Photographer Ronn Murray likes cold weather. Very cold weather. “Cold means clear skies,” notes journalist Lee Cowan in a TV interview with Murray. “And that can open a window to the wonderful!”

Ronn and his wife, Marketa, provide Alaskan photography tours dedicated to tracking Earth’s most spectacular light show—aurora borealis (the northern lights). Murray speaks of the experience as “very spiritual.” If you’ve ever seen this iridescent display dance across the heavens, you’ll understand why.

But the lights aren’t only a northern phenomenon. Aurora australis, nearly identical to borealis, occurs simultaneously in the south. That’s because they’re the same kind of lights.

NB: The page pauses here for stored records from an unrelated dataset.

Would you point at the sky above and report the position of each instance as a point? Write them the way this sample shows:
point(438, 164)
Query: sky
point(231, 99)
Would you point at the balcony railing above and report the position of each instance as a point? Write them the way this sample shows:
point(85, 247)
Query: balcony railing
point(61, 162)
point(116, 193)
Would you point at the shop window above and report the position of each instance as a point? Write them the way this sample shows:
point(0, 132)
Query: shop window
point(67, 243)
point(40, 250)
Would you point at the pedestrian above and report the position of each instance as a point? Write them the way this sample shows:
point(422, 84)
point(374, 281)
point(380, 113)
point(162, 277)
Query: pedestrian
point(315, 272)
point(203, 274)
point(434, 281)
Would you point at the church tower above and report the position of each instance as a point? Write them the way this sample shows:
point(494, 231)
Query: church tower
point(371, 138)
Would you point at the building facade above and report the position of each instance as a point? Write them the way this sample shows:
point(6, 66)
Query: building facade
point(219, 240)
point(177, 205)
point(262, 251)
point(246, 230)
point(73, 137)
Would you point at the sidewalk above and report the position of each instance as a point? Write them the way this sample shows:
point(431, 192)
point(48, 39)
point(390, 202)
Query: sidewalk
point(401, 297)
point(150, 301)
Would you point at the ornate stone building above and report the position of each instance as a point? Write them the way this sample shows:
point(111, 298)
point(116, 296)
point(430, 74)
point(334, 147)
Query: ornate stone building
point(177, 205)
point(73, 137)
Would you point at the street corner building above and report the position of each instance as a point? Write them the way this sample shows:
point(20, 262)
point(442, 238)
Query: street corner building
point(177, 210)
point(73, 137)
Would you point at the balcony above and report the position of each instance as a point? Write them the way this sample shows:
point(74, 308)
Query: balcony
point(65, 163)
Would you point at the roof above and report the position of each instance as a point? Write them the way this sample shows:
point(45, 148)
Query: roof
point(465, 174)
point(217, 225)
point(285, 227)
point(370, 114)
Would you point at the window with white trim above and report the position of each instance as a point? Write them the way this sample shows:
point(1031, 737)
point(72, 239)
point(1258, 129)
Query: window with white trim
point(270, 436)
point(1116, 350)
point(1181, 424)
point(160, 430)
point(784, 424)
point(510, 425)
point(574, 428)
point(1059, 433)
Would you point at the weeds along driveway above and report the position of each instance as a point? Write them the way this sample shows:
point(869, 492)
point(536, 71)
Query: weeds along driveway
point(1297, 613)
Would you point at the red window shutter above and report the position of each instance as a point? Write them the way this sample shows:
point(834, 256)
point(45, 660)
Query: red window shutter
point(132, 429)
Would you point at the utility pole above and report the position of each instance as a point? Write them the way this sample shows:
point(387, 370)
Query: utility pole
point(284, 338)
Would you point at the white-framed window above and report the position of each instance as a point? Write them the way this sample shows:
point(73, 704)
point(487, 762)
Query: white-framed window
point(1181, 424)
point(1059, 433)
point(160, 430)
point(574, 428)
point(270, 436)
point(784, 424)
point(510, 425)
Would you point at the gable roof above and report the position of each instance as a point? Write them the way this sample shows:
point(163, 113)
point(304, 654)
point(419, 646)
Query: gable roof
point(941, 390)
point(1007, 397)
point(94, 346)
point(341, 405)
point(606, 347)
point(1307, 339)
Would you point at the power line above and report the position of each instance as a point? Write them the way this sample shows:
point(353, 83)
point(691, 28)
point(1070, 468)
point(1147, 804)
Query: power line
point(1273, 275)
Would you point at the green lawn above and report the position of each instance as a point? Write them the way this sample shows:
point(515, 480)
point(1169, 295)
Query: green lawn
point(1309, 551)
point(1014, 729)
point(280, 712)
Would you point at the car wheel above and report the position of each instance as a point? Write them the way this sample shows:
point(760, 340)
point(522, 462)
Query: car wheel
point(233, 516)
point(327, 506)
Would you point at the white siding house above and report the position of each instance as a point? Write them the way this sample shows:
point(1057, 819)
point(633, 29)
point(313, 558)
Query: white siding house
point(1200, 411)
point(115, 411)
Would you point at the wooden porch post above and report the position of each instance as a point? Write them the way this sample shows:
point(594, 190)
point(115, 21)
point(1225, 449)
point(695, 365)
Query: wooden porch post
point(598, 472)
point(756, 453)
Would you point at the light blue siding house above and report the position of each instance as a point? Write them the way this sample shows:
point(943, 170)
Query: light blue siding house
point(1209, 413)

In the disciple John’s telling of the Christmas story, he skips the stable and shepherds and goes directly to the One who “brought light to everyone” (John 1:4 nlt). When John later writes of a heavenly city, he describes the source of its light. This “city has no need of sun or moon, for the glory of God illuminates the city, and the Lamb is its light” (Revelation 21:23 NLT). This light source is Jesus—the same source referenced in John 1. And for those who inhabit this future dwelling, “There will be no night there—no need for lamps or sun—for the Lord God will shine on them” (22:5 nlt).

As our lives reflect this light of the world—the One who created aurora borealis and australis—we open a window to the truly wonderful.